Pour réussir cette prouesse "exceptionnelle", six mois de travail ont été nécessaires à des cryptographes du Laboratoire lorrain de recherche en informatique (Loria), associés à une historienne de l'université de Picardie.
La lettre, oubliée depuis des siècles, se trouvait dans les collections de la bibliothèque Stanislas, à Nancy. Cécile Pierrot, cryptographe au Loria, entend parler par hasard pour la première fois en 2019 d'une "lettre cryptée de Charles Quint" (1500-1558), lors d'un dîner. La chercheuse croit alors à une légende, mais quand on lui mentionne à nouveau l'existence de ce document deux ans après, elle décide de creuser.
Le bouche-à-oreille fonctionne, et fin 2021 elle voit pour la première fois la lettre mystérieuse et incompréhensible portant la signature de l'empereur, adressée à son ambassadeur Jean de Saint-Mauris.
Commence alors le travail de déchiffrage. Cécile Pierrot observe longuement la lettre, classe "par familles distinctes" les quelque 120 symboles utilisés par Charles Quint. Elle les nomme et décide de compter leurs occurrences, de repérer les combinaisons qui pourraient se répéter.
Par petits pas
Pour cela, elle et deux autres chercheurs du laboratoire nancéien, Pierrick Gaudry et Paul Zimmermann, décident de faire appel à l'informatique pour "accélérer les recherches". Pas d'intelligence artificielle, ici c'est l'humain qui "pose les bonnes questions à l'ordinateur", insiste la cryptographe.
Le déchiffrage se fait "petits pas par petits pas", car le code utilisé par Charles Quint est diabolique. Outre son nombre important de symboles, "des mots entiers sont chiffrés avec un seul symbole" et des voyelles précédées d'une consonne sont marquées par des diacritiques, une inspiration venant probablement de l'arabe, explique Cécile Pierrot.
Autre élément déroutant, l'empereur utilise des "symboles nuls", qui ne veulent rien dire et servent en fait à induire en erreur l'adversaire qui tenterait de déchiffrer le message. Le déclic finit par arriver fin juin: Cécile Pierrot parvient à isoler une suite de mots dans la missive.

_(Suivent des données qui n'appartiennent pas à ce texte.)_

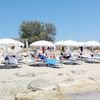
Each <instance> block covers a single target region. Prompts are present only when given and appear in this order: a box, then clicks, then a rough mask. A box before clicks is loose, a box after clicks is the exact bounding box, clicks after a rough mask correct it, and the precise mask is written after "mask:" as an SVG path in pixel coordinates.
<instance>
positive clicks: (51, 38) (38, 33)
mask: <svg viewBox="0 0 100 100" xmlns="http://www.w3.org/2000/svg"><path fill="white" fill-rule="evenodd" d="M19 35H20V37H21V38H28V41H29V44H30V43H32V42H34V41H37V40H48V41H54V40H55V35H56V28H55V26H54V24H51V23H43V22H38V21H24V22H22V24H21V25H20V32H19Z"/></svg>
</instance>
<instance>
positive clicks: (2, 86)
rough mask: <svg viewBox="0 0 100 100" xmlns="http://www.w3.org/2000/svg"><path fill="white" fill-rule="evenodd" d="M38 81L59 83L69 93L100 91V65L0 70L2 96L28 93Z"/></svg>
mask: <svg viewBox="0 0 100 100" xmlns="http://www.w3.org/2000/svg"><path fill="white" fill-rule="evenodd" d="M36 79H46V80H49V81H50V82H53V83H57V84H59V85H60V86H61V88H62V91H65V90H67V91H66V92H68V93H72V92H73V93H76V92H87V91H91V90H95V89H97V90H100V64H82V65H64V66H63V67H62V68H49V67H36V66H35V67H34V66H27V65H23V66H22V68H13V69H0V96H5V95H15V94H16V93H22V92H25V91H28V90H27V85H28V84H29V83H30V82H31V81H32V80H36ZM64 87H66V89H65V88H64ZM0 100H1V99H0Z"/></svg>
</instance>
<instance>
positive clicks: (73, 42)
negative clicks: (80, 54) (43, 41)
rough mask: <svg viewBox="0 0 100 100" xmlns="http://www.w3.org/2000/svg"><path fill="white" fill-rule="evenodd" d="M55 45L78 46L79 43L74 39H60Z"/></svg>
mask: <svg viewBox="0 0 100 100" xmlns="http://www.w3.org/2000/svg"><path fill="white" fill-rule="evenodd" d="M55 45H63V46H74V47H76V46H78V43H77V42H76V41H72V40H66V41H58V42H56V43H55Z"/></svg>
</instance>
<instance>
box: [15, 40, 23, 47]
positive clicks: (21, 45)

Pour cela, les trois cryptographes de Nancy ont fait appel à Camille Desenclos, spécialiste à la fois de la cryptographie et des relations entre la France et le Saint Empire Romain Germanique au XVIe siècle. L'historienne les aide à assembler les pièces du puzzle, en recontextualisant la lettre pour mieux en comprendre les allusions.
"Pierre de Rosette" à Besançon
Une véritable "pierre de Rosette" vient aussi aider les recherches: une lettre de Jean de Saint-Mauris conservée à Besançon, où le destinataire avait écrit dans la marge "une forme de transcription" en déchiffrant la missive que lui avait adressée l'ambassadeur, détaille Cécile Pierrot.
Une fois déchiffrée, la lettre "vient confirmer l'état assez dégradé" en 1547 des relations entre François Ier et l'empereur du Saint Empire Romain Germanique Charles Quint, qui ont pourtant signé un traité de paix trois ans plus tôt, explique Camille Desenclos.
Malgré cette paix, les deux souverains entretiennent une "méfiance" réciproque "extrêmement forte" et cherchent "à s'affaiblir" mutuellement, ajoute-t-elle.
Il est probable que nous fassions encore de nombreuses découvertes dans les prochaines années
Autre information révélée par le déchiffrage de la lettre: "une rumeur de complot d'assassinat contre Charles Quint qui se tramerait en France", raconte Camille Desenclos, rumeur dont "on ne savait pas grand-chose" auparavant. Elle s'avère "infondée" - Charles Quint n'est pas mort assassiné - mais cette lettre montre "la crainte" du prestigieux monarque vis-à-vis "de ce potentiel complot", souligne-t-elle.
Dans sa missive à son ambassadeur, l'empereur évoque aussi la situation de son empire et sa "stratégie politique et militaire": le recours à une correspondance chiffrée lui permet ainsi de "dissimuler" ces informations à ses adversaires.
Les chercheuses et chercheurs espèrent désormais pouvoir identifier d'autres lettres en Europe de l'empereur et son ambassadeur, "pour avoir une photographie de la stratégie de Charles Quint en Europe". "Il est probable que nous fassions encore de nombreuses découvertes dans les prochaines années", se réjouit Camille Desenclos.